= Wolf chess =

Chess variant

Wolf chess (German: Wolf-Schach) is a chess variant invented by Dr. Arno von Wilpert in 1943. It is played on an 8×10 chessboard and employs several fairy pieces including wolf and fox – compound pieces popular in chess variants and known by different names.

Wolf chess correspondence matches and tournaments have been held, one of which (Paris vs. Augsburg, September 1960) is claimed to be the first international match for a chess variant.

==Game rules==
As in standard chess, White moves first and the winning objective is checkmate. The king, queen, rook, bishops, and pawns move and capture the same as they do in chess. In addition, there are some special rules.

===Special rules===
- The wolf moves and captures as a chess rook and a chess knight.
- The fox moves and captures as a chess bishop and a chess knight.
- The nightrider moves and captures as a chess knight extended to make any number of steps in the same direction in a straight line.
- A sergeant moves and captures one step straight or diagonally forward.
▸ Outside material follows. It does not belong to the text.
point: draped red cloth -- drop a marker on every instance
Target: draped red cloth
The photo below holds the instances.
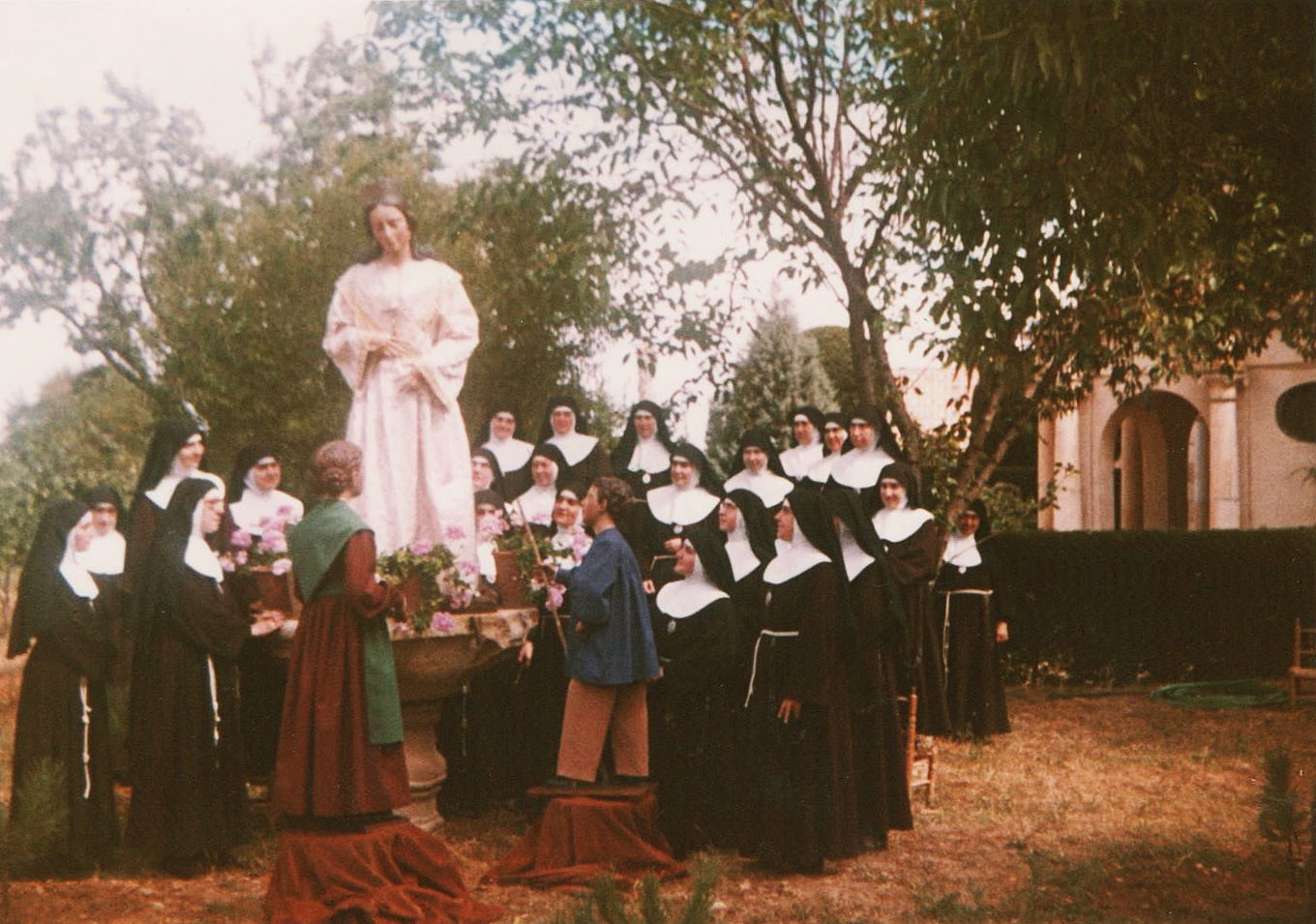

A sergeant has the option, like a chess pawn, to move a double-step straight forward (but not diagonally) on its first move.
- A pawn (but not a sergeant) may capture an enemy pawn or sergeant en passant.
- Pawns and sergeants promote on the last to: queen, wolf, fox, rook, bishop, or nightrider. Pawns (but not sergeants) have an additional option of promoting to elephant (also called amazon rider in pocket mutation chess). The elephant piece is not present in the starting setup; it moves and captures as a chess queen and a nightrider (i.e. stronger than an amazon).
- There is no castling in wolf chess.